前回北軽井沢に来たとき空を仰いで雲の行方を眺めていたら、目についたのが一本の枯れ枝。ベランダの真上にあってベランダと同じ向きに伸びている。見た目なにかおかしい、と思ったのは今年の夏この枝には葉がつかなかったから。枯れているのかどうかは素人目にはわからない、でも、もしこの枝が枯れていて頭上からドサリと落ちたら、下にいる人はただでは済まない。とにかくプロに確かめてもらわないと、どんな事故が起きないとも限らない。
いつも世話になっている工務店の社長が一目見るなり「あ、枯れてる」どうして分かるのと訊くと、ほら途中の皮が剥けて白くなっているでしょう。ああなるともうだめなんですよ。どうしてこのベランダを作るときに気が付かなかったんだろう。悔やんでも仕方がないけれど、仕事を依頼された方は頼まれたことしかしない。そのときに木の状態も確かめておけばよかった。
足元が悪く普通のはしごや高所作業車は入らないとなると、クレーンで吊り上げて下ろすしかないという。それも足場の関係上屋根の反対側から屋根の上を通って下ろすという。もしクレーンのワイヤーが緩んだら屋根にドシーン!

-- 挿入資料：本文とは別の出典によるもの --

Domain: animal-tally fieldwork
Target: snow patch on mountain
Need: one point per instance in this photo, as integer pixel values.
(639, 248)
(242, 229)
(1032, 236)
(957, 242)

ノンちゃんの大切な家は可哀想なことになる。工事が見たいと言ったら社長は返事もしない。好奇心丸出しで現場をウロウロされたら危なくてしかたがない。なるべく留守のうちに終わってしまおうという魂胆が透けて見える。前回も木を切る依頼をして「見積もりを」と言ったのに、正式の契約もしていないのに、さっさと私の留守中に切ってしまった。かんがえていたよりずっと安かったから良かったけれど。
あれやこれやで森の木の維持はたいそうお金がかかることを初めて知った。相手は生き物、猫でさんざん苦労しているのにまさか木でもこんなに苦労するとは思っても見なかった。だから私は古い穴の空いたシャツで我慢我慢。何十年も前のものを引っ張り出して着ているのだ。
別荘地はもはや人影がない。車も殆ど停まっていない。その中で真っ黄色の車がミノムシのような木の壁の家の前にいると、目立つのなんのって。どうしてこんなに気持ちの良い季節に皆いなくなるのか考えた。今一番きれいな時、紅葉も山も空気も空も。なんでかえってしまうの?
北軽井沢はとにかく寒い。雪が少ない分骨身にしみるような寒さ、それにからっ風が吹こうものなら歯がガチガチいうほど寒い。まもなくその季節がやってくる。あと数日で氷点下になるらしい。水道が凍ってしまうから、水管から水を抜かないと破裂の恐れがある。11月になると業者から水抜きの注文のはがきがくる。私は12月にもまだ来るつもりだから水抜きは頼んでいないけれど、注文書を見ると水道が破裂しては大変という気持ちになるらしい。あっという間に人も車も消えた。どうしてこんなにいい季節に帰ってしまうのかしらねえ、と言ったら社長は「寒いからでしょ」にべもない。
でも今日も昨日も私はシャツ一枚、ダウンのベストを羽織って外にいる。寒さに強いというよりは気温に鈍感というほうがあたっているかも。風呂上がり、湯冷めして歯をガチガチ言わせながらパソコンのゲームがやめられなくて風邪をひくなんてことも。
今夜もベランダで音がする。カチカチと石を打つような音。なんの音かしら。今朝はベランダになにかの木の実が砕けた跡があった。だれか、リスかハクビシンかそこでかじった残骸?どうやらここのベランダは自宅の駐車場のように動物の餌場になっているらしい。そういえば今朝、庭の下を流れる小川のほうへ猫がおりていこうとしていた。最初はうちの猫が出ていったのかと慌てたけれど、少し毛色が薄い。声をかけたら飛び上がって逃げていった。このへんで飼われている猫なのか、それとも避暑客がおいていったものかはわからないけれど、この森でどんな生活をしているのだろうか。
こうして暇を持て余して夜の音に耳を澄ませていると、童話が書けそうな気がしてくる。主人公は避暑地で置き去りにされた猫。白いメス猫、それを守る茶トラの雄猫。さあ、どんなストーリーになるかお楽しみに。なーんちゃって。